14 points | by rbanffy 4 days ago ago

7 comments

  • lb-guilherme 3 hours ago ago

    The algorithm here, fast doubling, is sequential (there is no parallelism) and is quite fast, with less than a hundred operations to arrive to the final result. This runs in nanosecond on a CPU and the benchmark in the article is mostly measuring the communication time rather than actual computation time.

    • Someone 2 hours ago ago

      They also do not make use of the fact that matrix multiplication is associative, so M⁴ = M² × M², M⁸ = M⁴ × M⁴, etc. That means one can compute F32 using 5 matrix multiplications. This uses 31.
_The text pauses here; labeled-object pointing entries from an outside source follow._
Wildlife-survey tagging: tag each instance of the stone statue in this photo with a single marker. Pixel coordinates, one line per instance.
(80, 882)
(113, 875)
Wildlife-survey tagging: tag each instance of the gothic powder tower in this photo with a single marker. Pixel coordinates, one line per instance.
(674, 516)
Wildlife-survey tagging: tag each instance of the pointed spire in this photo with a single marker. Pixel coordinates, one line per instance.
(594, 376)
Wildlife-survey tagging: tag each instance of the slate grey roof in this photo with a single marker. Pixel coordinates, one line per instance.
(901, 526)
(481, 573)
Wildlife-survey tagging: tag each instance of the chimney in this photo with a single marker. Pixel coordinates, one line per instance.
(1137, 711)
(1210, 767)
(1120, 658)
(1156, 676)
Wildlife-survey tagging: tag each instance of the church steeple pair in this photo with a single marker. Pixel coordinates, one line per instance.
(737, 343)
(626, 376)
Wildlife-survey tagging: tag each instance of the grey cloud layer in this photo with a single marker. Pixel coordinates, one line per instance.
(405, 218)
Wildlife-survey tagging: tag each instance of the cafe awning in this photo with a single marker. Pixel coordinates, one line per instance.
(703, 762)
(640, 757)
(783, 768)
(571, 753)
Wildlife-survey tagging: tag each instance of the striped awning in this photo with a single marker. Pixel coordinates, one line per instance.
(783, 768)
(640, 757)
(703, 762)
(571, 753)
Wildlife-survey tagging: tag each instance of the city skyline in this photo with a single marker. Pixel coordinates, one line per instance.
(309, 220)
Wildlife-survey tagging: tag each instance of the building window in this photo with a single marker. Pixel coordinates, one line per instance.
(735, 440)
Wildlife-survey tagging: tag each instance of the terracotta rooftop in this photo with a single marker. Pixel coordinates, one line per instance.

      It wouldn’t surprise me at all if doing those 5 matrix multiplications on a CPU were faster than doing 31 on the GPU.

      Also, FTA: “To calculate extremly large fibonacci numbers we need to avoid integer overflow. A simple way to avoid that is to just take everything modulo a given number in the matrix multiplication“

      ⇒ This also is NOT calculating the Fibonacci numbers, copping out when things get difficult on a GPU.

      If you want to compute Fn mod some constant for 1 ≤ n ≤ some large constant fast on a GPU, I think I would compute quite a few of the intermediate matrices using the fast way, then spin up some ‘threads’ to compute the intermediate versions by copying those with the ‘standard’ matrix.

      • KeplerBoy an hour ago ago

        The matrix in question is tiny (2x2). There's no hope a GPU would ever outperform a CPU on that.

        It only gets interesting if you need a large matmuls or millions of small matmuls in parallel.

  • eesmith 2 hours ago ago

    > Using the power of GPUs we are able to calculate F99999999 in only 17 milliseconds on my Consumer GPU

    FWIW, on my 2020 era laptop, the following:

      #include <stdio.h>
      
      int main(void) {
        int a = 1, b = 1, c, n = 99999999;
        while (--n) {
          c = (a+b) % 9837;
          a = b;
          b = c;
        }
        printf("%d\n", a);
        return 0;
      }
    
    takes 330 ms measured as "time a.out".

    The problem with Fibonacci is there are algorithmic ways to speed things up. The following (using the method at https://en.wikipedia.org/wiki/Fibonacci_sequence to compute Fibonacci numbers recursively in O(log n) arithmetic operations) takes Python 0.1 ms to compute the same value:

      import functools
    
      @functools.cache
      def F(n):
          if n <= 2:
              return 1
    
          m = n // 2 # rounds down
          if n % 2:
              # odd
              return (F(m+1)**2 + F(m)**2) % 9837
          else:
              return ((2*F(m+1) - F(m))*F(m)) % 9837
    
      print(F(99999999))
    • amelius 25 minutes ago ago

      Maybe a better test is digits of Pi?

      Or recursive hashing?

      • staunton 13 minutes ago ago

        A test of what?

        • amelius 7 minutes ago ago

          Test of your GPU approach/library versus CPU.